Dr. Band’s daughter, Amelia (Anne Hathaway), is set to lead a new expedition with a pair of other scientists (American Beauty’s Wes Bentley and David Gyasi) and a HAL-esque robot (though much more limber and active) named TARS (voiced by Bill Irwin).

After a bit of persuading, Coop agrees to be the crew pilot, teasing out one of Nolan’s central themes and perhaps the picture’s real point, beyond its science and sci-fi vernacular, and that is one of the sacrifices parents make for children. And it’s a big one, because there’s no telling what time and space inequities might develop in terms of years passing from one galaxy to another.  The movie plays this paradox like emotional plutonium in its second half, including a powerful scene where an hour in another galaxy equals 23 years on Earth, and Coop returns to the ship to view years of Skype-esque video messages from his now grown children. It’s quite a moment, and McConaughey’s unabashed reactions to the aging of his children, and their loneliness, is one of the year’s best-acted scenes.

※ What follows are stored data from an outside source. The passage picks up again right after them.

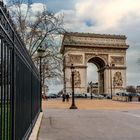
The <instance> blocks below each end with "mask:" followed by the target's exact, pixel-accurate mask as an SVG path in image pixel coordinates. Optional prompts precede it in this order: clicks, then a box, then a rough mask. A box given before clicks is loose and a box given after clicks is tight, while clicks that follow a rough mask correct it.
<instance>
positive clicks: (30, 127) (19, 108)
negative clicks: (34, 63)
mask: <svg viewBox="0 0 140 140" xmlns="http://www.w3.org/2000/svg"><path fill="white" fill-rule="evenodd" d="M39 85H40V77H39V73H38V71H37V69H36V67H35V66H34V63H33V62H32V60H31V57H30V56H29V54H28V51H27V50H26V48H25V45H24V43H23V42H22V40H21V39H20V37H19V35H18V34H17V33H16V30H15V28H14V24H13V22H12V20H11V18H10V16H9V14H8V12H7V10H6V8H5V6H4V5H3V2H0V139H1V140H22V139H27V138H28V136H29V134H30V133H31V131H32V128H33V125H34V123H35V121H36V119H37V117H38V114H39V112H40V89H39Z"/></svg>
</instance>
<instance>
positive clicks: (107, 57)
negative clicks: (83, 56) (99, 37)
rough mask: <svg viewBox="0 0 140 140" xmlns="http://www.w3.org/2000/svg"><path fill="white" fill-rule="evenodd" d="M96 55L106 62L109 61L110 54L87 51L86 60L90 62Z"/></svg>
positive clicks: (106, 62) (85, 56)
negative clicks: (94, 52) (90, 51)
mask: <svg viewBox="0 0 140 140" xmlns="http://www.w3.org/2000/svg"><path fill="white" fill-rule="evenodd" d="M94 57H99V58H100V59H102V60H103V61H104V63H105V64H107V63H108V54H96V53H85V62H86V63H88V61H89V60H90V59H92V58H94Z"/></svg>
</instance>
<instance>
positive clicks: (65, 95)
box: [62, 94, 66, 102]
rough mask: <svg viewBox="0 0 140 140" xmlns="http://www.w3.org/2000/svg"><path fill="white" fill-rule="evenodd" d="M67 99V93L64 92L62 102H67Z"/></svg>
mask: <svg viewBox="0 0 140 140" xmlns="http://www.w3.org/2000/svg"><path fill="white" fill-rule="evenodd" d="M65 99H66V95H65V94H63V95H62V102H65Z"/></svg>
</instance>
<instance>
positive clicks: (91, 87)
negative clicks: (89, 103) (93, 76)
mask: <svg viewBox="0 0 140 140" xmlns="http://www.w3.org/2000/svg"><path fill="white" fill-rule="evenodd" d="M89 86H90V89H91V91H90V95H91V99H92V98H93V96H92V87H93V82H92V81H91V82H90V83H89Z"/></svg>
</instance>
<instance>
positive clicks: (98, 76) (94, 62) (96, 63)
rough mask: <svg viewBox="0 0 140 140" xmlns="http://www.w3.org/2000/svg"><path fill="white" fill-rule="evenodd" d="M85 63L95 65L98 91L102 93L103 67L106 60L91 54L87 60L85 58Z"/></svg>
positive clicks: (104, 89)
mask: <svg viewBox="0 0 140 140" xmlns="http://www.w3.org/2000/svg"><path fill="white" fill-rule="evenodd" d="M87 63H93V64H95V65H96V67H97V69H98V91H99V93H104V91H105V89H104V83H105V81H104V75H105V74H104V70H105V69H104V68H105V66H106V62H105V61H104V60H103V59H102V58H100V57H98V56H93V57H92V58H90V59H89V60H86V64H87Z"/></svg>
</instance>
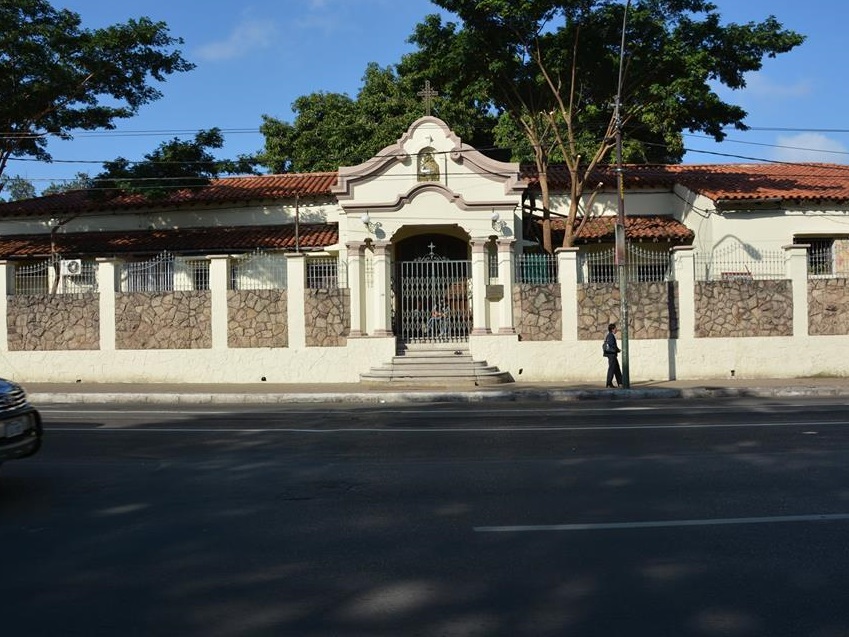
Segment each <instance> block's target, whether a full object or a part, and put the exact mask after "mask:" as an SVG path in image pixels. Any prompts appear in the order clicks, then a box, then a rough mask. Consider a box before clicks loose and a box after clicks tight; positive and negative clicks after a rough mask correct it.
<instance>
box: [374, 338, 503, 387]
mask: <svg viewBox="0 0 849 637" xmlns="http://www.w3.org/2000/svg"><path fill="white" fill-rule="evenodd" d="M360 380H361V381H362V382H364V383H408V384H415V385H446V384H448V385H498V384H501V383H512V382H513V377H512V376H511V375H510V374H509V373H508V372H502V371H500V370H499V369H498V368H497V367H494V366H492V365H488V364H487V363H486V361H476V360H474V359H473V358H472V355H471V353H470V352H469V348H468V344H467V343H416V344H399V346H398V350H397V353H396V355H395V356H393V357H392V360H391V361H390V362H388V363H384V364H382V365H378V366H377V367H372V368H371V369H370V370H369V371H368V372H367V373H365V374H360Z"/></svg>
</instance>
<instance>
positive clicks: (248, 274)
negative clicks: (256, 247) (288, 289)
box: [230, 250, 287, 290]
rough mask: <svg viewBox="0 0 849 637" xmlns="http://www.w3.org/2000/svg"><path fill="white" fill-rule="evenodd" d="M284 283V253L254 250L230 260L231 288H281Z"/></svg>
mask: <svg viewBox="0 0 849 637" xmlns="http://www.w3.org/2000/svg"><path fill="white" fill-rule="evenodd" d="M286 284H287V269H286V257H285V255H282V254H269V253H267V252H264V251H263V250H256V251H255V252H252V253H250V254H245V255H243V256H240V257H235V258H233V259H232V260H231V261H230V289H231V290H283V289H286Z"/></svg>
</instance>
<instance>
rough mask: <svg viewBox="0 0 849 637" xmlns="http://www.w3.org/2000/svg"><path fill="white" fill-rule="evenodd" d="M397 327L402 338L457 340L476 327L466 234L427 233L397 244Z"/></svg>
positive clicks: (432, 342) (471, 269) (440, 340)
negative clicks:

The complex second half features two distinct and eerily beautiful planets, trips through wormholes, queries into the existence of a perhaps benevolent other life form, an examinations of the meaning, and survival of love between two people across the infinite and spectacular set-pieces, one involving a pod craft attempting to dangerously “lock-in” to a spinning space station and another where two characters in different times attempt to communicate via a cosmic library of sorts, and a great mystery is revealed.

For all its high-concept dazzle and awe-inspiring technique, Nolan is keenly focused on the relationship between Coop and Murph, as an adult played with intelligence and sad, sullen precision by a haunted Jessica Chastain, giving the movie’s best performance after entering at the almost 90-minute mark.

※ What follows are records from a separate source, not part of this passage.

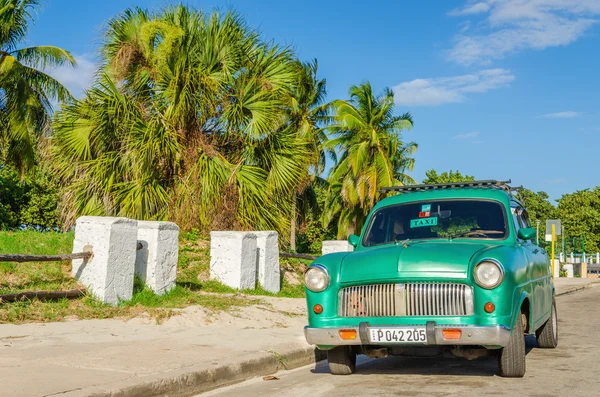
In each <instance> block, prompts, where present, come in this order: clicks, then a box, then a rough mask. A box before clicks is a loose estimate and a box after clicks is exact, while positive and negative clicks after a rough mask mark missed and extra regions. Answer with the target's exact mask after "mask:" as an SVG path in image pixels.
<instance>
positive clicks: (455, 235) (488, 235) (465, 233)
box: [448, 230, 504, 240]
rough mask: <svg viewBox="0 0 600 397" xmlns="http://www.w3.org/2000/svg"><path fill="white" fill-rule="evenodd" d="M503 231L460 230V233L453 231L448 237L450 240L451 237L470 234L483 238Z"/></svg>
mask: <svg viewBox="0 0 600 397" xmlns="http://www.w3.org/2000/svg"><path fill="white" fill-rule="evenodd" d="M503 233H504V232H501V231H499V230H469V231H466V232H461V233H453V234H451V235H449V236H448V238H449V239H450V240H452V239H453V238H456V237H472V236H482V237H484V238H490V236H489V235H490V234H503Z"/></svg>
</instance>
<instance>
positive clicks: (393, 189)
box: [379, 179, 522, 197]
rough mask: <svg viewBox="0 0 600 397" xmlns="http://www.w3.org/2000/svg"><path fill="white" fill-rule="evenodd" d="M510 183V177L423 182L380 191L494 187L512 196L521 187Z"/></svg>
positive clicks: (414, 191)
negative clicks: (512, 184) (464, 181)
mask: <svg viewBox="0 0 600 397" xmlns="http://www.w3.org/2000/svg"><path fill="white" fill-rule="evenodd" d="M509 183H511V180H510V179H509V180H508V181H496V180H493V179H490V180H485V181H468V182H453V183H436V184H431V185H427V184H422V185H405V186H389V187H384V188H382V189H379V191H380V192H381V193H385V192H400V193H408V192H422V191H427V190H436V189H457V188H494V189H501V190H504V191H506V192H507V193H508V194H509V195H510V196H511V197H512V192H513V191H516V190H518V189H519V187H511V186H509V185H508V184H509ZM521 187H522V186H521Z"/></svg>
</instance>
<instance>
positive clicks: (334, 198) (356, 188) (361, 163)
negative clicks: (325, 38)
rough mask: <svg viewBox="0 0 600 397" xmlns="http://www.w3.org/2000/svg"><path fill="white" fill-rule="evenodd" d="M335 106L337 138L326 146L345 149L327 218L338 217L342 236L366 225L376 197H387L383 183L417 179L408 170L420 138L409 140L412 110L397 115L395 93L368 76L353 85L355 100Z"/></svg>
mask: <svg viewBox="0 0 600 397" xmlns="http://www.w3.org/2000/svg"><path fill="white" fill-rule="evenodd" d="M333 105H334V107H335V117H334V123H333V125H332V127H331V132H332V135H333V136H334V137H333V139H331V140H330V141H329V142H328V143H327V145H326V147H327V148H337V149H338V150H340V151H341V154H340V159H339V162H338V163H337V164H336V165H335V166H334V168H333V169H332V171H331V173H330V175H329V177H328V181H329V186H330V188H329V200H328V203H327V206H326V208H325V211H324V223H325V224H326V225H328V224H329V223H330V222H331V221H332V220H333V219H336V218H337V220H338V237H340V238H343V237H346V236H347V234H350V233H354V232H355V231H357V230H360V229H361V228H362V226H363V224H364V221H365V219H366V216H367V215H368V213H369V211H370V210H371V209H372V208H373V206H374V205H375V203H376V202H377V201H378V200H380V199H381V198H383V197H385V194H384V193H381V192H379V189H381V188H383V187H388V186H395V185H402V184H405V183H414V180H413V179H412V178H411V177H410V176H409V175H408V174H407V173H406V171H411V170H412V168H413V165H414V159H413V158H412V155H413V154H414V153H415V151H416V149H417V144H416V143H414V142H409V143H404V142H403V141H402V135H401V132H402V131H403V130H405V129H410V128H411V127H412V125H413V122H412V117H411V115H410V114H409V113H405V114H402V115H400V116H396V115H394V94H393V92H392V91H391V90H389V89H386V90H384V92H383V94H381V95H380V96H374V94H373V90H372V88H371V85H370V84H369V83H368V82H367V83H364V84H361V85H360V86H352V87H351V88H350V100H349V101H344V100H339V101H335V102H334V103H333Z"/></svg>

While McConaghey’s emotionality in Interstellar is spot-on, his now patented speech cadence—a drawling, vowel-extending, good-old-boy affectation—wears a bit thin. A younger actor with such a speech pattern would be counseled to get vocal training, and it can be a bit distracting, good as he is.

The picture is being simultaneously released in 35mm, IMAX and 70mm IMAX, and should be seen in the latter format, which is near astonishing in scope, particularly in a later stretch on an icy planet where the format’s large-scale provides a truly enveloping experience.  Ditto Hans Zimmer’s prominent, powerful score, which to my ear obscured the dialogue during one key moment, a deathbed confessional that should have been remixed.

Interstellar isn’t perfect—it’s dense and sometimes confusing, obviously lengthy and, for its first half, requires the viewer to go to it with an open mind ready to absorb as much theory as perhaps a Hollywood movie has ever required, and frankly, that’s a bit exhausting.  But once the second half arrives and the science takes a backseat to the human story, and those glorious visuals arrive, it’s impossible not to admire Nolan’s major achievement, perhaps the most distinct and best-directed movie this year.

There can be no doubt that Interstellar is a wildly inventive movie and a risk-reward proposition—patiently give it three hours and you’ll walk away provoked, and I’m betting moved as well.

3 1/2 stars.

1 Comment

  1. Wish I admired this as you do, because once upon a time I really looked forward to Nolan films. I’ll grant you the visual ambition, but man, there is a LOT of exposition-heavy dialogue that, smart or not (and I’m too dim when it comes to science to say which), plays like old B-movie sci-fi where the expert comes in to explain the premise. “Inception” had the same problem; that Ellen Page character was a walking Cliff’s Notes for the audience. And by the time we get to the blackhole/bookcase, the story’s just gotten pretty darned silly. And then he blows off the emotional payoff of McConaughey visiting his daughter as an old woman, rushing him off to meet his lady love in the stars? I don’t know. It has its technical merits, but far from visionary and not even really solid entertainment in my book.